De que maneira é possível fazer a reforma tributária acontecer, agora que temos um Congresso ainda mais dividido?

Avalio que mediante o diálogo é possível fazer se convencer. É preciso estabelecer um projeto, já existem dois, lembro-me que um tramita na Câmara e outro no Senado. No entanto, talvez formatar uma proposta que possa unir as duas visões e outras tantas. Durante meu governo, realizamos a reforma trabalhista, implantamos o teto de gastos, a reforma do ensino médio e a reforma da previdência foi feita praticamente em nossa gestão, remanescendo apenas a reforma tributária e administrativa. Acredito que já existe clima para aprová-la, mas é necessário um bom diálogo institucional entre o Executivo e o Legislativo, além de atender as necessidades dos estados, dos municípios e, claro, do próprio contribuinte.


Liste-nos as prioridades para o desenvolvimento do país nos próximos dois anos.

Além da reforma tributária, é preciso elevar o nível econômico do país e, no particular, também combater a miséria, mas não apenas no aspecto assistencial. Precisamos integrar as pessoas e comunidades no sistema econômico brasileiro. Ninguém deseja que em 10 anos estejamos falando ainda de Bolsa Família, o ideal é promover ações para que todos passem para a classe média. Entre outros temas fundamentais, o combate à violência é um ponto importante e pouco abordado. No meu governo, por exemplo, criei o ministério da Segurança Pública, não só para combater a criminalidade, mas para reunificar essa luta que cabe aos estados brasileiros. Tínhamos reuniões quase quinzenais com secretários de todo o país, isso deu muito resultado.

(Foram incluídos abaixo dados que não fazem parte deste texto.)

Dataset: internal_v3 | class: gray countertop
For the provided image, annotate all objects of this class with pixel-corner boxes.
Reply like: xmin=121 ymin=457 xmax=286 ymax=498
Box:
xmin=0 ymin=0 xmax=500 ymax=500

O que o senhor gostaria de ter feito ao longo da sua gestão, mas que no entanto não foi possível?

Não tive muito tempo, foram apenas dois anos de governo, mas me satisfiz com as reformas que foram feitas. Houve queda da inflação, redução dos juros, multilateralidade que estabelecemos no nosso governo, a pacificação do nosso país, isso já me foi suficiente. Evidentemente, se eu tivesse mais tempo, teria aprovado um projeto de simplificação tributária, de desburocratização, mas foram tantos movimentos entre os impeditivos que me contiveram de seguir adiante em alguns projetos ambicionados.